Other business groups have proposed even more severe cutbacks to ease the deficit. The most controversial one came from the 8,000-member Canadian Manufacturers Association (CMA). In a submission to the new cabinet Oct. 17, the group urged Ottawa to consider relaxing some of the nation’s most sacrosanct laws, including child labor regulations, minimum wage laws and statutory holidays, as well as health and safety standards in the workplace. Even the CMA’s chairman, James Black, acknowledged that the government’s reaction to the plan was likely to be “just a little bit incredulous, a little bit disbelieving.” The New Democratic Party’s federal secretary, Gerald Caplan, charged that the CMA’s program represented “nothing less than a declaration of class warfare, an attempt to turn the clock back to the last century.”

Business groups have also welcomed Mulroney’s more conciliatory approach to trade and economic co-operation with the United States.
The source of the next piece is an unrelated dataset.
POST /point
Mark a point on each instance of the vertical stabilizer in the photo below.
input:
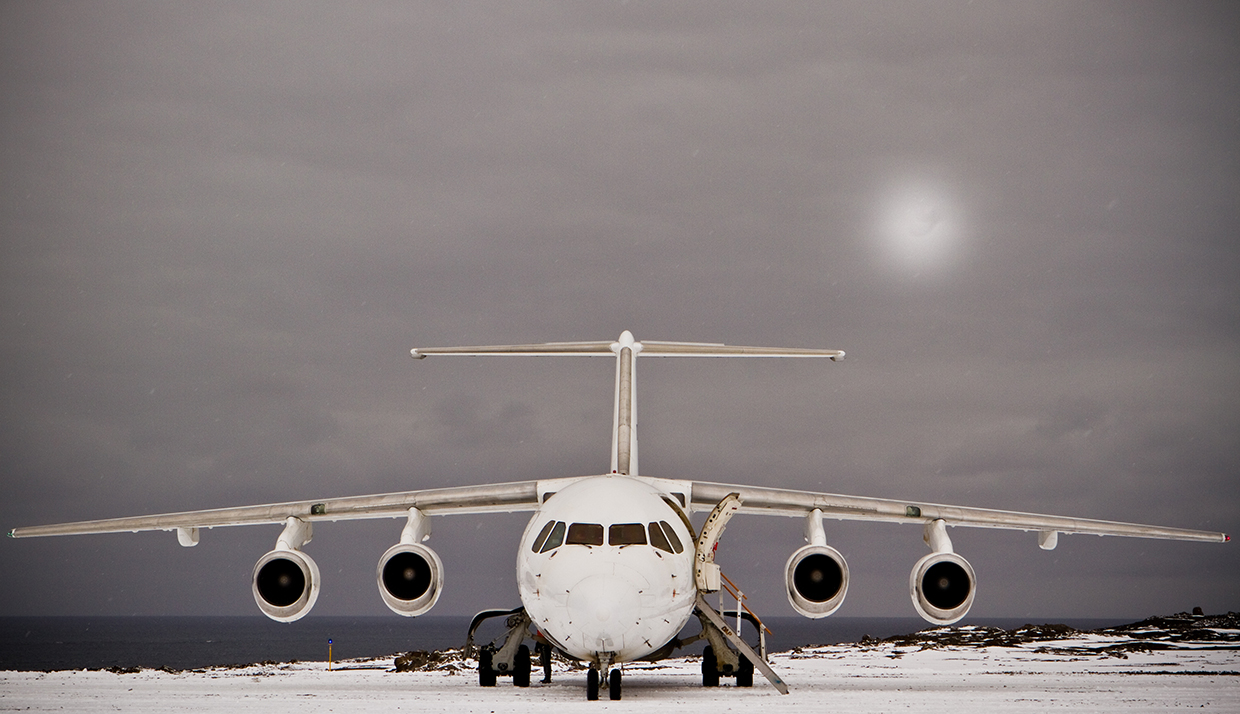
(624, 424)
To that end, the Prime Minister may discard many of the measures currently imposed by the National Energy Program—a favorite corporate target—as well as the stiff limits that the Foreign Investment Review Agency can apply to incoming capital. Said Alton Cartwright, the chairman of Canadian General Electric Co. Ltd., the Toronto-based arm of the U.S. electronics, machinery and appliance giant:

“The facts of life are that we are entering into a very open trading system in which the Canadian market will be open to all comers. To survive we will need a bigger market than the 25 million people we have now. The only one that is available is the United States, so we have to lean in that direction.”

But there have also been objections to the Tories’ early actions. Senator Keith Davey, a key Liberal strategist known for his pro-nationalist stance, declared, “I think the frightening thing is that the American business community will have an inordinate amount to say in

Canadian affairs.” Criticism of privatization plans has come from at least one unlikely source as well: Thomas Kierans, the president of the Toronto investment firm McLeod Young Weir Ltd., and a blue-chip member of Ontario’s Tory elite. Although Kierans is aiding Britain’s Conservative government in a sell-off of 51 per cent of its holding in British Telecom PLC, he declared in a recent study for the Institute for Public Policy Research that “privatization may prove counterproductive to Canada’s true policy priorities.” Kierans said he is concerned that after privatization, companies such as Canadair and de Havilland will be added to the holdings of corporations that are already much too large and too powerful. At the same time, he noted, there is little evidence to suggest that privatization will ultimately lead to the creation of any new jobs for Canadians.

Outside the realm of business, attitudes toward the deficit vary considerably. Douglas Hartle, an economist at the University of Toronto’s Institute for Policy Analysis, said last week that “most businessmen frankly do not know what they are talking about.” Acknowledging that the large deficit is “a terribly serious matter,” Hartle said it is more important to have a clearer sense of how long Canada will have to face such a large debt and what effect it has. He said that cuts are needed in the United States, where the deficit is more a product of the nation’s economic structure and where it has international implications. But Hartle added that cuts may not provide the solution to many of Canada’s economic difficulties. The Canadian deficit, he contended, could be largely dried up through five years of sustained growth. Declared Hartle: “We have had large deficits before and we have recovered from all of them.”

Still, businessmen clearly have high expectations for the new government. But many observers contend that the corporate world will eventually sour even on a pro-business Tory government. Said Jack Granatstein, a York University historian: “Although the reality is that business is the most listened-to group in society, businessmen always seem to feel they are not consulted. It is a historical whine and we will be hearing it even if the government does everything it said it would during the election.”